Las Alcarrias donde vive Campoamor

El material de que compone Jesús Campoamor sus cuadros, más allá de la simple tela, el óleo y los retoques, son los paisajes, los pueblos y las humanas historias que por ellos circulan.

En Torija es donde vive, cerca del templo de los Mendoza y del castillo que levantaron los templarios, vigías desde su torre del valle hondo y los campos anchos a un tiempo. Ese paisaje torijano, es como el resumen de la Alcarria toda, y a su vez nos da la clave de la pintura que estos días se muestra: de un lado las anchas planicies que desde las almenas se divisan, brillantes en el verano y pálidamente grises en la época invernal. Entre ellas, se hunden los valles como penetrando la costra terráquea en busca del frescor unas veces y del sonoro manantial otras.

En Hita ha respirado aún más hondo el autor, porque además de esas características paisajísticas, se encuentra con la fuerza de la historia: la poesía de Juan Ruiz arcipreste de Hita, los poderosos atambores de guerra de don Iñigo López de Mendoza, junto a las preces que se levantan desde el cercano monasterio de Sopetrán. Todo ello infunde al paisaje (y por ende a la pintura de Campoamor) de un tono nuevo, y vibrante.

En Sigüenza hay más ruido y por lo tanto más ecos. Lo que sube desde el humilde Henares en clamor poético, se transforma en las bóvedas de la catedral en pujanza sonora y épica. También aquí Campoamor ha sabido captar la esencia de esa lastra arenisca que desde el pinar baja a beber en el río, salpicando su vertiente de edificios, templos y pósitos.

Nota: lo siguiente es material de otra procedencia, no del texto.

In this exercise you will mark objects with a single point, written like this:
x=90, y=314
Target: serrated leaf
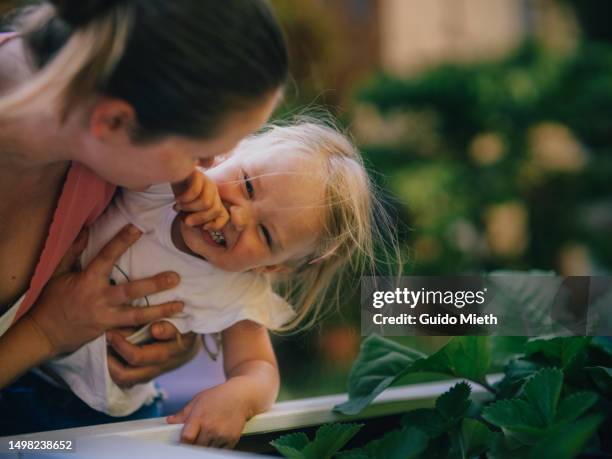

Por Brihuega ha pasado la mirada del pintor, tomando de su verde derramar de aguas un toque nítido para sus obras tajuñeras. En esta villa arzobispal ha bebido esencias y de ella ha tomado prestadas calenturas de color y ritmos.

Y en los llanos, finalmente, del Campo y el Pedregal molineses también Campoamor ha tomado nota de formas y colores. Todo, en definitiva, lo que constituye Guadalajara está en sus paisajes y sus palpitares. Una definición visual de nuestra tierra está dinámica y parlante en la obra del autor que ahora recomendamos: Jesús Campoamor, “Pintura”, en la Sala del Centro Cultural Ibercaja, en Capitán Arenas 5, desde hoy al 23 de Diciembre, de lunes a sábados entre las 7 y las 9 de la tarde, con entrada libre. Una oportunidad de sentir la luz en pleno invierno.